Sous le régime autoritaire tunisien d’avant la révolution de 2011, l’organisation des manifestations culturelles n’échappait jamais au contrôle du pouvoir politique et ses institutions de tutelle. L’art et la culture étaient instrumentalisés pour promouvoir l’action politique du président déchu et de son parti. Comme nous l’avons montré dans nos travaux, la scène culturelle et artistique était alors caractérisée par l’absence de manifestations avant-gardistes ou encore subversives en privilégiant celles à forte teneur politique et patrimoniale : festivals dédiés aux patrimoines historiques, culinaires, religieux et aux chants patrimoniaux. Citons à titre d’exemples le festival international du Sahara organisé à Douz depuis 1967 et le festival international des Ksour sahariens né en 1979 à Tataouine dans le Sud tunisien.
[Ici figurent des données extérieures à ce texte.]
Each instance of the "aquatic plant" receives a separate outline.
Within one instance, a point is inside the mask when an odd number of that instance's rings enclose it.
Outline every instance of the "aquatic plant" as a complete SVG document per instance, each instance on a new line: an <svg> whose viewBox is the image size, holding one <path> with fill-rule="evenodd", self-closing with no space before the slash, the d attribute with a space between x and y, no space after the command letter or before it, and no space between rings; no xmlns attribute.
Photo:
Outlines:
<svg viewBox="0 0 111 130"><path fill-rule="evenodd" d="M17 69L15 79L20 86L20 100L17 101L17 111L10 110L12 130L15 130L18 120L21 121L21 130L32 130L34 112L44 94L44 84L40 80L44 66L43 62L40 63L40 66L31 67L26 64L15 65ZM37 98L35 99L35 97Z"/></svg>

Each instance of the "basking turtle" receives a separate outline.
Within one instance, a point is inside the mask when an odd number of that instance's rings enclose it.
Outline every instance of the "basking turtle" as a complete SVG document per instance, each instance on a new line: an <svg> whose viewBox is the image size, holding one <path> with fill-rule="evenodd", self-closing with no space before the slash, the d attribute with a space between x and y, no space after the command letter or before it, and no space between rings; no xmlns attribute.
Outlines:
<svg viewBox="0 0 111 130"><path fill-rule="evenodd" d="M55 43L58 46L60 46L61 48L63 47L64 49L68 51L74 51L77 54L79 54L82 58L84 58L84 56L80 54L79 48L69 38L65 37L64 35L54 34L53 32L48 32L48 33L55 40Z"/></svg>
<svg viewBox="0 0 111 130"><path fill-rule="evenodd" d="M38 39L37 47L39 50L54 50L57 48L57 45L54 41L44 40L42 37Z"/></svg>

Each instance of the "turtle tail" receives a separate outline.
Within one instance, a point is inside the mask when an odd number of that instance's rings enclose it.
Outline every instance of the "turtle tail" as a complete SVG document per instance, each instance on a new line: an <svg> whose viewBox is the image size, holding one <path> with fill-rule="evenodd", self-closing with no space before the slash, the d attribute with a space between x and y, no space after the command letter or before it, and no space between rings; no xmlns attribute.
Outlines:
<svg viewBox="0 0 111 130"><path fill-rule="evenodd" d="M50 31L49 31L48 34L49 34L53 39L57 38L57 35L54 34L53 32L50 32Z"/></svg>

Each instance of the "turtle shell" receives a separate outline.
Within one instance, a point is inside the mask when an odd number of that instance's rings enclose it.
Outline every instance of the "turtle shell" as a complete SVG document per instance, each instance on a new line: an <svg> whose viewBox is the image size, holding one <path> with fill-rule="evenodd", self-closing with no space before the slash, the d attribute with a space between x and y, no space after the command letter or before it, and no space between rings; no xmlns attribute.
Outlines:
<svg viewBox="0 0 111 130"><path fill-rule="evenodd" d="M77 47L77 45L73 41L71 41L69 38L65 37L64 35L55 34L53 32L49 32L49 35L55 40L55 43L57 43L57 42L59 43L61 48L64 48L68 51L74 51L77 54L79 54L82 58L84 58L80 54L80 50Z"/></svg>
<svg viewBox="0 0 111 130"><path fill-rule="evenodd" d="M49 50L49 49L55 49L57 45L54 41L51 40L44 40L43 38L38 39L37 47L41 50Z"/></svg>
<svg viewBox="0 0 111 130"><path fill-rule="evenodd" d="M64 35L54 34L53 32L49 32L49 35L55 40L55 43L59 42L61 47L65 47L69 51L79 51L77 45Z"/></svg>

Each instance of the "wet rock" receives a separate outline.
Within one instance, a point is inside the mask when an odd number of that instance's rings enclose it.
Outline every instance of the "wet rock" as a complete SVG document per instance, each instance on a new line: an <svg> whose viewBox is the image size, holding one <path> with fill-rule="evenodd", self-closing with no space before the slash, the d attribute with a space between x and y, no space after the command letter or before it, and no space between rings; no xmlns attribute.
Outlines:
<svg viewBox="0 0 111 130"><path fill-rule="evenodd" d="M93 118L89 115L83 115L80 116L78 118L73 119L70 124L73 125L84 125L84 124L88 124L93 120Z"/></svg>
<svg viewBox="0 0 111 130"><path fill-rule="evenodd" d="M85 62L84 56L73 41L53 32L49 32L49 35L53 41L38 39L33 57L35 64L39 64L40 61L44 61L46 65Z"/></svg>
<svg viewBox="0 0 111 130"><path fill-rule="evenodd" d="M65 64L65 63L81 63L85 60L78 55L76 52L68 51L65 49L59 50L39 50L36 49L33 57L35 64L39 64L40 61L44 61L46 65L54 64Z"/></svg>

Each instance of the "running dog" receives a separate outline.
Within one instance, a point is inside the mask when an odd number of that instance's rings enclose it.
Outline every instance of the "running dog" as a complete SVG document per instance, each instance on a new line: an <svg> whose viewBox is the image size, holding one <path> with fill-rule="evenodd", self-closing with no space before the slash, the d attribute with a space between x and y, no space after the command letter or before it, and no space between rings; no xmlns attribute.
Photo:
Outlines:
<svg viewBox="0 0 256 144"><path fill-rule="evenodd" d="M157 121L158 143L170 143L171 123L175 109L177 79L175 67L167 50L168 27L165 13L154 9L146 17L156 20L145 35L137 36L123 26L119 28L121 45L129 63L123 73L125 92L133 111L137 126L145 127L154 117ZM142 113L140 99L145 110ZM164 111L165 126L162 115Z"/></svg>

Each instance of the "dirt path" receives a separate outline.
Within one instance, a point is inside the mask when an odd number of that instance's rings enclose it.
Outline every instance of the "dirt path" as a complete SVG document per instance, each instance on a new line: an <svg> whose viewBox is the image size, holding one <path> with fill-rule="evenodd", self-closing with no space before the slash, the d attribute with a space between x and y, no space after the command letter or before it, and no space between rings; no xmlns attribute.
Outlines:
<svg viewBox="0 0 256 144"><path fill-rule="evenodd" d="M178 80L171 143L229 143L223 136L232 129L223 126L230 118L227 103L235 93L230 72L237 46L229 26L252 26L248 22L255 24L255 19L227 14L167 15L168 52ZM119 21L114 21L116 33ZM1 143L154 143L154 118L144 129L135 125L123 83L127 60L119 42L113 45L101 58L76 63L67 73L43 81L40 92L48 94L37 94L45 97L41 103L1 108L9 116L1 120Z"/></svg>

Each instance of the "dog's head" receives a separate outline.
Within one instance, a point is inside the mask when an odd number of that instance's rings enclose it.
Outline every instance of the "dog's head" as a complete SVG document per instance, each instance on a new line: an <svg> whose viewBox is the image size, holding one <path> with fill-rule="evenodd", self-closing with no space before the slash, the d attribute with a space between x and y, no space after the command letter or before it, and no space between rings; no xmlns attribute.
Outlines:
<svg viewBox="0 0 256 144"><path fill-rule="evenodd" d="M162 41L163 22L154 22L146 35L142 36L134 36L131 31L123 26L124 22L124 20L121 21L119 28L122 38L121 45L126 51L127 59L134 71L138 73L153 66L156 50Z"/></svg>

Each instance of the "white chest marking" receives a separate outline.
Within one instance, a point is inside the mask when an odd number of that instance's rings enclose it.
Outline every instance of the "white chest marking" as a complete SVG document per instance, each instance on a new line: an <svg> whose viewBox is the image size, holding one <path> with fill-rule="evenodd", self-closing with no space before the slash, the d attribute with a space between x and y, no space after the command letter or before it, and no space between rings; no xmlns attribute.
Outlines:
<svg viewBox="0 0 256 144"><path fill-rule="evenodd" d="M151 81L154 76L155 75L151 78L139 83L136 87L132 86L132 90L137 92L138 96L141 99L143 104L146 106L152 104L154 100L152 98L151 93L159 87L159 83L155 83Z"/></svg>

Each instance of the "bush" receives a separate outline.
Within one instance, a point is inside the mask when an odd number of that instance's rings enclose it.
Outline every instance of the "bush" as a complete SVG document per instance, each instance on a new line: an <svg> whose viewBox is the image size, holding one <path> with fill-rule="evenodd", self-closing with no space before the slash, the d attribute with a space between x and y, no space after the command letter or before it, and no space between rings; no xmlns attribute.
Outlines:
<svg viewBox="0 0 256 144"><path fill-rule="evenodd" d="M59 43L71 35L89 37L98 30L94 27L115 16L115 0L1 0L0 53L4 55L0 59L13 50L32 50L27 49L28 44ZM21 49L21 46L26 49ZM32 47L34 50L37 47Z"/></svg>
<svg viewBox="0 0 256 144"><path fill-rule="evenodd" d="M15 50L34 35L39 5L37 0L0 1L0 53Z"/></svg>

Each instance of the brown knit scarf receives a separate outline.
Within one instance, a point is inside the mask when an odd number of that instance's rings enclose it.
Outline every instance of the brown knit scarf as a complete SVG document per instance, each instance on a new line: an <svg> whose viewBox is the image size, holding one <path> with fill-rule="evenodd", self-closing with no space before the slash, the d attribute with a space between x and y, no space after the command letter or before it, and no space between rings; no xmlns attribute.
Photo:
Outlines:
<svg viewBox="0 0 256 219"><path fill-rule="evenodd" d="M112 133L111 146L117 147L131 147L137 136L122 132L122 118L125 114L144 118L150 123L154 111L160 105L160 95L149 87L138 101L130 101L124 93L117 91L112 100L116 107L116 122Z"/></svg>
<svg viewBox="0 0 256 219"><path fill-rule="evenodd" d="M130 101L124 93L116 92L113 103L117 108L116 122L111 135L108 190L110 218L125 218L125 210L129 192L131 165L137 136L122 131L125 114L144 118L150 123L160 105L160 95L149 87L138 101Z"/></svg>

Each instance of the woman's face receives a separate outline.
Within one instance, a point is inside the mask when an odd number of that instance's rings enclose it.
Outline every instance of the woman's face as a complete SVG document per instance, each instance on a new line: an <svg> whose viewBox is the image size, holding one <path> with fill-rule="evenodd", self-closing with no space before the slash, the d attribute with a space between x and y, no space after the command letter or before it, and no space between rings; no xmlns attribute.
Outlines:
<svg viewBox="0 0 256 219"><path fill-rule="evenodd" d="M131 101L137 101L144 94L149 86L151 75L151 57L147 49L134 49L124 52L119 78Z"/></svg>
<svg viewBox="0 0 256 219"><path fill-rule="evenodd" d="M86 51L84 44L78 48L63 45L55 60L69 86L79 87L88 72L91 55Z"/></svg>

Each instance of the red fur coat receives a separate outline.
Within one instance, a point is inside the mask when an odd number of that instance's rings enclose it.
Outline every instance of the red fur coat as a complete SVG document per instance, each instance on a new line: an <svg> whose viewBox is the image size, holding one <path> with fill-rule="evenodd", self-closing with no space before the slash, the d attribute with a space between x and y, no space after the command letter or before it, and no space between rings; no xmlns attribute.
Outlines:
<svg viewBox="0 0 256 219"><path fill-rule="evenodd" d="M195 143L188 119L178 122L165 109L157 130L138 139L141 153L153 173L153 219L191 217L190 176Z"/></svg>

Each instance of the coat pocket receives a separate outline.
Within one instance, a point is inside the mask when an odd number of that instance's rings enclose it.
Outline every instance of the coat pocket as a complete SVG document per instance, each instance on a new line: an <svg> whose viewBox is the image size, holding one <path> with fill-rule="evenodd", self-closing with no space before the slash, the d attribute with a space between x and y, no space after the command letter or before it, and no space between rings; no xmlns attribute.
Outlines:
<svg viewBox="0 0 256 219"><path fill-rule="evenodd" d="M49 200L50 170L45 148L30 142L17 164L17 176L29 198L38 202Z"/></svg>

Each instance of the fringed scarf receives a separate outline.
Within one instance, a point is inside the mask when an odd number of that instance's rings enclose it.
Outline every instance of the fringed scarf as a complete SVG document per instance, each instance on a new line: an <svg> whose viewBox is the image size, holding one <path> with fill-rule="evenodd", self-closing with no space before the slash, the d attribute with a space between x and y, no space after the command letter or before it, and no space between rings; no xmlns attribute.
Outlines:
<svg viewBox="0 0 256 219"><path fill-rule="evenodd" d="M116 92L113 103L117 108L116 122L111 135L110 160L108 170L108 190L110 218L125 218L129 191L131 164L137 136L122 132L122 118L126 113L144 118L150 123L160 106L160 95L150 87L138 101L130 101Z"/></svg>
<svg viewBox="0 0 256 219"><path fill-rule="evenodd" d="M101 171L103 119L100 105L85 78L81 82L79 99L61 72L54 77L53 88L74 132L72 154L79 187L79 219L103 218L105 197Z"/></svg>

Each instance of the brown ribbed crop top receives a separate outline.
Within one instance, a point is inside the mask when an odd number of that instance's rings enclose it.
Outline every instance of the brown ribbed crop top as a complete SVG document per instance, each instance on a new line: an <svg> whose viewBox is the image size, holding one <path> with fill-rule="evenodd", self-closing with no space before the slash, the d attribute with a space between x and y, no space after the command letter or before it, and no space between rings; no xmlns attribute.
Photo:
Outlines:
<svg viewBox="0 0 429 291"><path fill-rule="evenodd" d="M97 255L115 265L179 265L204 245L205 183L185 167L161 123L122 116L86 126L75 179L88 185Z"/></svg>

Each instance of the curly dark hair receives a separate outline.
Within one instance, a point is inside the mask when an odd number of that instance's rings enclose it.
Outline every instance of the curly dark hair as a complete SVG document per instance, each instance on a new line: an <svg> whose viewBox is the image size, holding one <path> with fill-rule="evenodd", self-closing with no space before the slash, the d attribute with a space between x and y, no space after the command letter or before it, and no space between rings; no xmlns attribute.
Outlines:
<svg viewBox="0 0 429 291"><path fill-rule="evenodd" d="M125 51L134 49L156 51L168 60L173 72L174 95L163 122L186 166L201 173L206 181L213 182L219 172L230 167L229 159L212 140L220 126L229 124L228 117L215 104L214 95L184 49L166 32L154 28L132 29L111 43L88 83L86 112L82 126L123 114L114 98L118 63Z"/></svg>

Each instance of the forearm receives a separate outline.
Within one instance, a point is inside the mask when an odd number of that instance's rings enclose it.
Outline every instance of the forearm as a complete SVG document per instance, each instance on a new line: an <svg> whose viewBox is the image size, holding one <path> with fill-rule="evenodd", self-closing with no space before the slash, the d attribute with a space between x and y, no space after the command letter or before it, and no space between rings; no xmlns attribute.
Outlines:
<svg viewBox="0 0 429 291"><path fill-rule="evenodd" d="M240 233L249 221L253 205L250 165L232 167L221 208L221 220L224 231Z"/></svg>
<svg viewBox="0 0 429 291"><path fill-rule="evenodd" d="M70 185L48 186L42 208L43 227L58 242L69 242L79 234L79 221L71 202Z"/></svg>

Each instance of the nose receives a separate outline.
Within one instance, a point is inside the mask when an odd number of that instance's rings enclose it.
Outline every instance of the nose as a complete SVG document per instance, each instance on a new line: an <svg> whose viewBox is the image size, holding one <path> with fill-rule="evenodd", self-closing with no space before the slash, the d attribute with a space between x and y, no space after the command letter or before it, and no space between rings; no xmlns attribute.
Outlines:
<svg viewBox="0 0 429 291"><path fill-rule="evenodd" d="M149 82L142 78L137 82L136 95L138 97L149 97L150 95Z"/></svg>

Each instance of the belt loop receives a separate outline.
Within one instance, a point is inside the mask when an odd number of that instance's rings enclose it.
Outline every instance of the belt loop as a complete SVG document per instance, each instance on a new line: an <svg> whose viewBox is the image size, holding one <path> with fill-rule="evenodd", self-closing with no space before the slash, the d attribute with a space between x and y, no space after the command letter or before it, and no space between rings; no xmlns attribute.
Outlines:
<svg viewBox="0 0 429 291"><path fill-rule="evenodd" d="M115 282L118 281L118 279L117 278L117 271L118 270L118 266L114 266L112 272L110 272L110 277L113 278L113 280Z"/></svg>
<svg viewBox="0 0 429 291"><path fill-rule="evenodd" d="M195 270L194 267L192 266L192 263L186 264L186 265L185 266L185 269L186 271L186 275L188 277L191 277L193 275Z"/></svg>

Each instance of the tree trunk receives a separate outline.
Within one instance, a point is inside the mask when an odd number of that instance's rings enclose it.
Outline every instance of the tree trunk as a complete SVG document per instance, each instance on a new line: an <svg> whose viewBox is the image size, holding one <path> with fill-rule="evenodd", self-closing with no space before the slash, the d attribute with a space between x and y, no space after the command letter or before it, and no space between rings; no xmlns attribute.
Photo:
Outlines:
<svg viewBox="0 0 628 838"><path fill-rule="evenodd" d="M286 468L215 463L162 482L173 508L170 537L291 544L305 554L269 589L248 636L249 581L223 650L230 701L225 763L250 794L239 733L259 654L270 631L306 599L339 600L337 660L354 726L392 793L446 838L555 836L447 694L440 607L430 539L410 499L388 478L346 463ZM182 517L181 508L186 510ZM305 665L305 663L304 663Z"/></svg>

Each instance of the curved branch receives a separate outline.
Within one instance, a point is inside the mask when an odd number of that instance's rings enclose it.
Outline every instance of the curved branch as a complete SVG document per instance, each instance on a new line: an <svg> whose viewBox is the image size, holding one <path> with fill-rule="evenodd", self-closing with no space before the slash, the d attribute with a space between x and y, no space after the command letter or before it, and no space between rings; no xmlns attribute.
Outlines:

Après la révolution, la vie culturelle du pays (du nord au sud) s’est ouverte à de nouveaux concepts à travers le foisonnement des festivals de musique électronique ou encore de théâtre avec le festival international de théâtre au Sahara. Innovants, ces festivals cherchent à cultiver une image contemporaine, engagée et plus branchée.
Les festivals de musique se multiplient
Les festivals de musique rencontrent en Tunisie, comme dans d’autres pays du Maghreb (Maroc, Algérie), une croissance assimilable à une festivalomanie qui touche autant les villes que les villages. Ces évènements, outre leur dimension artistique et culturelle, entretiennent un lien avec des territoires souvent fragiles et marginalisés. Ils participent à de nouvelles dynamiques sociétales et touristiques.
En février 2011, en plein couvre-feu décrété sur la capitale Tunis et sa région en raison de la situation sécuritaire incertaine après la chute de Ben Ali, le festival Under Couvre Feu a été précurseur. Cette manifestation défiait les interdits : 1200 personnes se sont retrouvées pour danser…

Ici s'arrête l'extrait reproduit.